"Since late June we have answered more than 12 hundred calls and emails on the hotline alone," said Mayor Jean Stothert.
After hundreds of complaints this Fourth of July, the mayor and Omaha's Police Chief Todd Schmaderer say it's becoming a burden on the city.
"We received 1,246 fireworks complaints taxing our resources all over the city," said Police Chief Todd Schmaderer.
Now the city is considering the following changes.
Shortening the number of days you can shoot off fireworks from ten to 5 and shortening the hours they can be used to noon-11pm.
With an exception on the day of the Fourth.
They're also considering cutting down the number of days you can buy fireworks.
"The interesting thing is that I can walk into a restaurant in Omaha and be guaranteed clean air
because of the non smoking laws," said Glen Polluck.
"If there's a construction site near my house I can be guaranteed that at a reasonable time that noise will be shut off, but all that goes out of the window during the Fourth of July," said Glen Polluck.
Those against the possible changes also voiced their concerns.
"An upwards of 100 non profit organizations directly benefit from the revenue sell of fireworks."

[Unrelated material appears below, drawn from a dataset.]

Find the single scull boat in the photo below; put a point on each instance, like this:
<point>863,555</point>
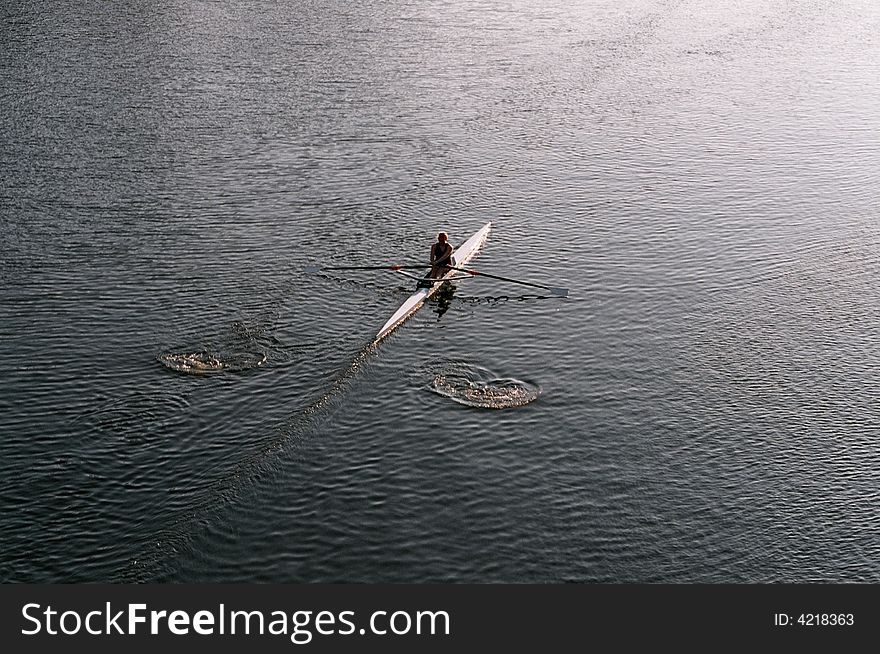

Chuck Mulligan's wrestling team benefits from firework sales."
"We are making pretty good money to raise funds for our wrestling team and it's to the point where I don't know how much we are going to benefit from it if the days are shorten," Chuck Mulligan.
Those against fireworks say non profits should find new strategies for fundraising.
"You're doing evil to get good, it's a big compromise there, they really need to sit down and think about what they are doing," said Polluck.
No decision was made, the city council will meet again Tuesday August 7th.